SpeechX

Neural Codec Language Model as a Versatile Speech Transformer

SpeechX is a versatile speech generation model leveraging audio and text prompts, which can deal with both clean and noisy speech inputs and perform zero-shot TTS and various tasks involving transforming the input speech. SpeechX combines neural codec language modeling with multi-task learning using task-dependent prompting. This enables unified treatment of various tasks in an extensible manner, providing a consistent way of leveraging text input for speech enhancement and transformation. The current model, trained on 60K hours of speech audio, can perform zero-shot TTS, noise suppression, target speaker extraction, speech removal, and speech editing, where the spoken content can be altered while preserving the speaker and background sounds.

Read the paper

Model overview

SpeechX is a neural codec language model based on audio and text prompts and incorporates special tokens for task-dependent prompting, which helps the model to determine what a desired output is. The current model was trained on 60K hours of data from LibriLight.

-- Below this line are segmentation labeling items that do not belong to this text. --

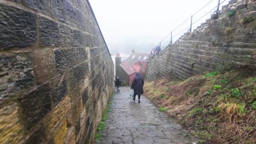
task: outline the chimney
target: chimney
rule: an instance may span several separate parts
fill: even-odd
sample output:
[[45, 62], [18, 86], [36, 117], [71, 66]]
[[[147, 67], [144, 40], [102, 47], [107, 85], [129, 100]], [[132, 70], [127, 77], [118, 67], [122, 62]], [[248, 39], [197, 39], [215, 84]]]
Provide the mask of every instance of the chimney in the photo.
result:
[[133, 49], [132, 49], [132, 53], [135, 53], [135, 50]]

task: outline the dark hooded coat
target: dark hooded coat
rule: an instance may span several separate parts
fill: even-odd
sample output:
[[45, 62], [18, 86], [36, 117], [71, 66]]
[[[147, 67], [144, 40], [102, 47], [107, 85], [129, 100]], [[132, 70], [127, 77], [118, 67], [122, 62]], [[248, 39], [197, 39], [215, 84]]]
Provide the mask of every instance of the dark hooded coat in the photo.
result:
[[137, 73], [131, 87], [131, 88], [134, 89], [135, 95], [143, 94], [143, 79], [141, 77], [139, 73]]
[[119, 77], [117, 77], [115, 79], [115, 84], [116, 87], [121, 86], [121, 80], [120, 80]]

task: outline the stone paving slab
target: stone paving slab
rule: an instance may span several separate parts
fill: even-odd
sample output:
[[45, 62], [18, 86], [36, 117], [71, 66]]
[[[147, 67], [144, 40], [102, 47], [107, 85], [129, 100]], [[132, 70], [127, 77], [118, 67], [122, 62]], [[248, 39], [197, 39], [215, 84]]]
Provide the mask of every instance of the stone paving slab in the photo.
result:
[[112, 105], [101, 132], [100, 143], [196, 143], [196, 139], [143, 96], [129, 97], [130, 87], [114, 92]]

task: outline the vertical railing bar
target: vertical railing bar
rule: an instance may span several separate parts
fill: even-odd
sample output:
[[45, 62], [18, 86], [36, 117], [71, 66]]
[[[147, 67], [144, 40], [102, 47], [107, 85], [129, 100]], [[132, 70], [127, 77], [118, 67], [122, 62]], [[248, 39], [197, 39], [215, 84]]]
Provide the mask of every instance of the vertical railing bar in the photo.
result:
[[217, 11], [219, 11], [219, 3], [220, 2], [220, 0], [219, 0], [219, 2], [218, 2], [218, 7], [217, 7]]
[[190, 32], [192, 31], [192, 19], [193, 19], [193, 15], [191, 15], [191, 22], [190, 22], [190, 28], [189, 29], [189, 31], [190, 31]]

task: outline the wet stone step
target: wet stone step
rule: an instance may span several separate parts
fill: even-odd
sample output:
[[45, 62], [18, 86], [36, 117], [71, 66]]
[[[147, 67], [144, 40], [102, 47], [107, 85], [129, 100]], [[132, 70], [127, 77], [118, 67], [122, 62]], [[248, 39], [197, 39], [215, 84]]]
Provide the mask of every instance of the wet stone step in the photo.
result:
[[[143, 96], [141, 103], [131, 99], [130, 87], [114, 92], [103, 140], [98, 143], [196, 143], [179, 124], [168, 118]], [[185, 137], [184, 135], [189, 135]]]

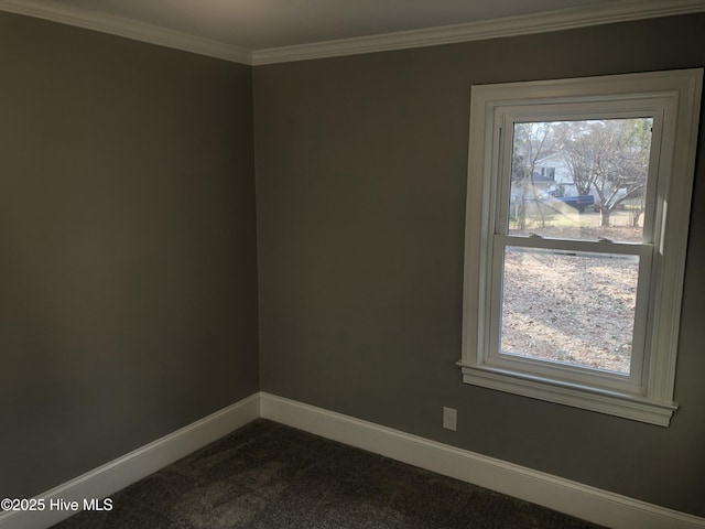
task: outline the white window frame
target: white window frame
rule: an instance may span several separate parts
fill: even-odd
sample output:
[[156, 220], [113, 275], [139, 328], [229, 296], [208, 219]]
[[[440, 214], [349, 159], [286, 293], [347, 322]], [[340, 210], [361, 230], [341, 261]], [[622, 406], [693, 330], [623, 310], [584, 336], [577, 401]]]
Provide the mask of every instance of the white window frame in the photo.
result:
[[[466, 202], [466, 384], [668, 427], [673, 401], [703, 69], [474, 86]], [[644, 242], [507, 235], [513, 123], [653, 118]], [[612, 374], [499, 350], [506, 246], [639, 257], [632, 368]]]

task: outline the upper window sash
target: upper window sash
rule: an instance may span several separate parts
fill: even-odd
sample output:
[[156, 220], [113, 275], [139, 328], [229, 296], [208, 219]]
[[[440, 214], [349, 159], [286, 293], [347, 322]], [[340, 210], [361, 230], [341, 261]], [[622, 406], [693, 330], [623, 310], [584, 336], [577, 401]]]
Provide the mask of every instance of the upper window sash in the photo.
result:
[[[659, 425], [670, 423], [677, 408], [673, 402], [675, 358], [702, 85], [703, 69], [684, 69], [473, 87], [463, 358], [458, 361], [465, 382]], [[513, 129], [508, 123], [597, 116], [653, 117], [650, 171], [659, 177], [649, 174], [655, 185], [648, 191], [651, 207], [647, 208], [650, 213], [644, 218], [642, 244], [615, 242], [608, 250], [598, 246], [609, 245], [606, 241], [508, 235], [508, 217], [498, 210], [498, 194], [508, 192], [497, 185], [497, 171], [505, 169], [496, 163], [502, 152], [501, 142], [511, 141], [506, 132]], [[501, 164], [510, 168], [511, 158]], [[584, 242], [588, 246], [581, 246]], [[507, 246], [557, 248], [563, 244], [577, 245], [586, 251], [637, 253], [642, 266], [650, 260], [651, 278], [646, 288], [650, 306], [655, 310], [648, 311], [643, 332], [641, 386], [634, 386], [632, 380], [621, 387], [616, 382], [617, 387], [611, 388], [609, 376], [598, 377], [603, 382], [589, 377], [585, 382], [576, 381], [571, 379], [572, 370], [563, 366], [534, 373], [538, 363], [518, 367], [521, 358], [485, 354], [490, 335], [488, 314], [494, 310], [488, 305], [491, 296], [487, 279], [497, 273], [494, 259]]]

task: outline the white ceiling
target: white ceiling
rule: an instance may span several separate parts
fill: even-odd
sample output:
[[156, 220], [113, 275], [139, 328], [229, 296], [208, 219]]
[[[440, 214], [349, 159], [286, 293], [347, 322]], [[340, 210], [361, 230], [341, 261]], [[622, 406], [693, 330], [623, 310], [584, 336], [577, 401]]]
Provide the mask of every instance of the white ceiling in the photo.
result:
[[605, 0], [52, 0], [247, 50], [499, 19]]
[[[257, 64], [292, 46], [413, 47], [705, 11], [705, 0], [0, 0], [0, 10]], [[333, 53], [340, 40], [361, 48]]]

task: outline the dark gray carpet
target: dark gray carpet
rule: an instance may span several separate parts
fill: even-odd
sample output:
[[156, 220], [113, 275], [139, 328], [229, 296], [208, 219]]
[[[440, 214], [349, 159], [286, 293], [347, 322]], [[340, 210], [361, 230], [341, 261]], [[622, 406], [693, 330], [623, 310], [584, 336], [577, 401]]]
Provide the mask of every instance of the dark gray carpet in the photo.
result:
[[56, 529], [596, 529], [563, 514], [258, 420]]

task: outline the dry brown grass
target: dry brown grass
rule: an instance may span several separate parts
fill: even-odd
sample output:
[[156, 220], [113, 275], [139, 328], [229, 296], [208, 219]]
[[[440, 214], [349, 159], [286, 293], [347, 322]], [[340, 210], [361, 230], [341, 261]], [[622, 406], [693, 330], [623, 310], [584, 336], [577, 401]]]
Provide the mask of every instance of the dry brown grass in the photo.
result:
[[[583, 239], [641, 237], [639, 228], [623, 226], [560, 229], [562, 237]], [[550, 230], [544, 228], [542, 235], [550, 236]], [[509, 251], [502, 350], [628, 374], [637, 279], [636, 258]]]

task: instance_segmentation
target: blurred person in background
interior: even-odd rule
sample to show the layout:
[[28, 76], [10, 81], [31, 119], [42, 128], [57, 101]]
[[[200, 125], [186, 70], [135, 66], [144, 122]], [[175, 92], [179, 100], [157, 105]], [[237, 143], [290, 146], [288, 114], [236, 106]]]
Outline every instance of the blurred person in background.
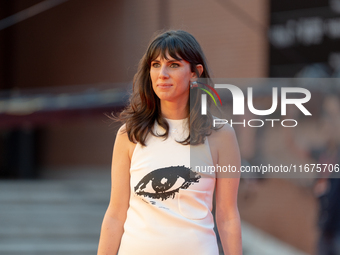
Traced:
[[[292, 109], [290, 109], [292, 110]], [[290, 113], [292, 114], [292, 113]], [[320, 230], [318, 255], [340, 255], [340, 103], [337, 96], [326, 96], [318, 135], [324, 144], [318, 148], [305, 149], [295, 142], [291, 129], [285, 129], [287, 145], [302, 159], [332, 166], [332, 171], [321, 171], [314, 183], [314, 194], [319, 200]], [[323, 165], [324, 164], [324, 165]]]
[[[185, 31], [156, 36], [140, 61], [129, 106], [120, 114], [112, 157], [111, 199], [98, 254], [217, 255], [212, 198], [225, 254], [241, 255], [239, 176], [216, 178], [195, 165], [240, 167], [230, 126], [213, 128], [197, 78], [209, 78], [200, 45]], [[192, 89], [190, 89], [192, 88]], [[190, 132], [189, 130], [195, 132]], [[191, 157], [191, 158], [190, 158]]]

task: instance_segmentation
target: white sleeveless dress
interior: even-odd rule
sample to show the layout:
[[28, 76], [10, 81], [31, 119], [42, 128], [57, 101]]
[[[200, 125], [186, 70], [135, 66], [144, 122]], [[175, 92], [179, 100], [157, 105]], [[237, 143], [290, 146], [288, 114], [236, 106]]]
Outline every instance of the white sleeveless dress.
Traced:
[[[119, 255], [218, 255], [211, 214], [215, 176], [191, 165], [213, 165], [208, 139], [182, 145], [187, 119], [166, 119], [168, 139], [149, 135], [131, 159], [130, 203]], [[164, 129], [157, 125], [159, 134]], [[191, 155], [191, 158], [190, 158]]]

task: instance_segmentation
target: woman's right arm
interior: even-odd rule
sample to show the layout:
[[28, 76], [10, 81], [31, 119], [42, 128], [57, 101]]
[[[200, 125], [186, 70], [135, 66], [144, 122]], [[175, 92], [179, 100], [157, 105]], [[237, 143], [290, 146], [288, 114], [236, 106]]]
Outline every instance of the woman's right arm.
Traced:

Multiple tasks with one model

SpeechX deals with various input-output transformation relationships by employing a generic language modeling architecture using acoustic and textual tokens.

Applications / demo

Below, we included audio samples demonstrating how SpeechX performs in various speech-processing tasks. The audio files were normalized in amplitude and resampled at 16 kHz for listening. The speech samples and transcripts were taken from LibriSpeech test-clean. The speech samples below are provided for the sole purpose of illustrating SpeechX.

Speech Generation Tasks

Zero-shot TTS (Text To Speech)

SpeechX synthesizes speech in the style specified by an audio prompt

Text	Prompt (speaker)	SpeechX output	Ground truth
miss de graf said kenneth noticing the boy’s face critically as he stood where the light from the passage fell upon it
the paris plant like that at the crystal palace was a temporary exhibit
that summer’s emigration however being mainly from the free states greatly changed the relative strength of the two parties
it is my heart hung in the sky and no clouds ever float between the grave flowers and my heart on high

Spoken content editing

SpeechX helps correct misspoken words.

Original Text	Edited Text	Original speech	SpeechX output
cotton is a wonderful thing is it not boys she said rather primly	cotton is a wonderful thing with its soft and breathable texture she said rather primly
gold is the most common metal in the land of oz and is used for many purposes because it is soft and pliable	in the land of oz gold is the prevalent metal and is utilized for various reasons because it is soft and pliable.
its jaw is enormous and according to naturalists it is armed with no less than one hundred and eighty two teeth	its jaw is enormous and according to naturalists it is armed with no more than five hundred and thirty three teeth
shame on you citizens cried he i blush for my fellows of nottingham	citizens you should be ashamed cried he i blush for my fellows of nottingham

Background-preserving spoken content editing

SpeechX naturally corrects misspoken words by preserving original ambience

Original Text	Edited Text	Original speech	SpeechX output
we will go out together to the bower there is a way down to the court from my window	we will go out together to the bower there is a pathway down to the courtyard
she has been dead these twenty years	she has been dead thirty nine years
its origin was small a germ an insignificant seed hardly to be thought of as likely to arouse opposition	its origin was small a germ an insignificant seed always expected to provoke strong opposition
he was a fanatic on formality and he only addressed me in the third person to the point where it got tiresome	he was obsessive about protocol and always spoke to me in the third person to the point where it got tiresome

Noise suppression

SpeechX removes unwanted background sounds that have been mixed into your recordings. Text input is optional, but it helps.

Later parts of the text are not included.